Jak przekonują prawnicy, podległość doradcy pod zastępcę prezydenta powinna wynikać nie tylko z przypisania, ale także z zakresu obowiązków zarówno zastępcy prezydenta jak i prezydenckiego doradcy. W tym wypadku taką zbieżność trudno znaleźć. Zgodnie z piątkowym komunikatem biura prasowego ratusza „Maciej Wałkuski (…) jako doradca prezydenta będzie odpowiedzialny za współpracę z uczelniami wyższymi, organizacjami pozarządowymi i sportowymi.” Tymczasem z opublikowanego w środę w Biuletynie Informacji Publicznej UM Łomża prezydenckiego zarządzenia „Nr 233/10 z dnia: 29 grudnia w sprawie: podziału zadań oraz nadzoru nad wydziałami i jednostkami organizacyjnymi Miasta pomiędzy Prezydentem Miasta Łomży a Zastępcami Prezydenta” wynika, że zakres spraw jakie prezydent Czerniawski powierzył swojemu pierwszemu zastępcy Beniaminowi Januszowi Doboszowi jest nieco odmienny. Ma on „zadania nadzorowania i rozwiązywania kompleksowych problemów z zakresu: ładu przestrzennego, administracji architektoniczno-budowlanej, gospodarki nieruchomościami, geodezji, kartografii i katastru, ochrony środowiska, rolnictwa, leśnictwa, gospodarki wodnej-gospodarki komunalnej, transportu zbiorowego, drogownictwa, gminnego budownictwa mieszkaniowego, targowisk i hal targowych, zieleni gminnej i zadrzewień, cmentarnictwa, ochrony przeciwpożarowej i przeciwpowodziowej, w tym wyposażenia i utrzymania magazynu przeciwpowodziowego, inwestycji i planowania rozwoju gospodarczego miasta.”

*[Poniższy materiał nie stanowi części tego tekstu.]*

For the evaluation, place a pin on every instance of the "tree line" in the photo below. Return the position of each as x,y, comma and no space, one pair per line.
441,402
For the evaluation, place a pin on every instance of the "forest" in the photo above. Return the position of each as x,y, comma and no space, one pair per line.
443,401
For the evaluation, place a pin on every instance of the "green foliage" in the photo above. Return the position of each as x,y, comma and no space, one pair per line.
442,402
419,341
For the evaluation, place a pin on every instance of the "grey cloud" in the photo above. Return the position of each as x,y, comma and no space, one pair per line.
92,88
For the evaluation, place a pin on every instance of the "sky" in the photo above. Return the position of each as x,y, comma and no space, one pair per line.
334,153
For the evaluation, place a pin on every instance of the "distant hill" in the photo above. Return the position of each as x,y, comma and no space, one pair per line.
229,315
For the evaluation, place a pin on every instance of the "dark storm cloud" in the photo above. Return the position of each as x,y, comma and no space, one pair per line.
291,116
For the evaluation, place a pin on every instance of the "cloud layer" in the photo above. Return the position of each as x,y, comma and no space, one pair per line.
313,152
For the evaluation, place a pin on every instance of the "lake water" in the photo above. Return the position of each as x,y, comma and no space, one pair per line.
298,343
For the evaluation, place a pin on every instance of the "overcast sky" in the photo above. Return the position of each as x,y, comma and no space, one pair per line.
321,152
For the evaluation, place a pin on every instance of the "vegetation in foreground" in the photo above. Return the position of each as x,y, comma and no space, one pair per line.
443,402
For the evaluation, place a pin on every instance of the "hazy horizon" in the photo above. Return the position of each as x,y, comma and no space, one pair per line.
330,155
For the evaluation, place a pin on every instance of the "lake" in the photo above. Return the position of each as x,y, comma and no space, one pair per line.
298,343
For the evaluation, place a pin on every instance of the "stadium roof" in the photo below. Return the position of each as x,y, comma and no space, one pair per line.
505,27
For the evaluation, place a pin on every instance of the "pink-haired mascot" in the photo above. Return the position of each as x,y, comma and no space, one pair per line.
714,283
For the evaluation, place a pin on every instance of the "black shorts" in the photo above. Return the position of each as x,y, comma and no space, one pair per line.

Współpraca „z uczelniami wyższymi, organizacjami pozarządowymi i sportowymi” czyli zadania powierzone doradcy prezydenta Maciejowi Wałkuskiemu dużo bardziej pasowałby do zakresu zadań drugiego zastępcy prezydenta, Mirosławy Kluczek, która odpowiada m.in. za oświatę, współpracę z organizacjami pozarządowymi i kulturę fizyczną.
Wojewoda sprawdzi
Po publikacjach prasowych na ten temat sprawą zainteresował się także Wojewoda Podlaski, który ustawowo nadzoruje działalność prawną samorządów. Jak poinformowała Jolanta Gadek, rzecznik prasowy Wojewody Podlaskiego, we wtorek (11 stycznia), wojewoda Maciej Żywno, na podstawie art. 88 ustawy z dnia 8 marca 1990 r. o samorządzie gminnym, zażądał przesłania stosownych wyjaśnień pozwalających na ocenę legalności takich działań.
- Prawnicy z Wydziału Nadzoru i Kontroli Podlaskiego Urzędu Wojewódzkiego będą sprawdzać, czy w tym przypadku mamy do czynienia z bezpośrednią podległością służbową – podaje Gadek dodając jednocześnie, że „niezależnie od oceny prawnej całej sytuacji zdaniem Wojewody Podlaskiego Macieja Żywno zatrudnienie w charakterze doradcy swojego zięcia jest działaniem nieetycznym.”
Podliczą później
Zgodnie z prawem prezydent Czerniawski może powołać jeszcze jednego etatowego doradcę. Nieoficjalnie podawane jest już nawet nazwisko „szefa doradców”, ale póki co oficjalnego potwierdzenia nie ma. Na razie nie wiadomo także ile prezydenccy doradcy i asystenci będą kosztować Łomżę. Ta informacja ma być ujawniona – zgodnie z zapowiedziami biura prasowego ratusza „w związku z tym, że obecnie realizowane są sprawy kadrowo-administracyjne związane z zatrudnieniem doradców” - dopiero pod koniec pierwszego kwartału.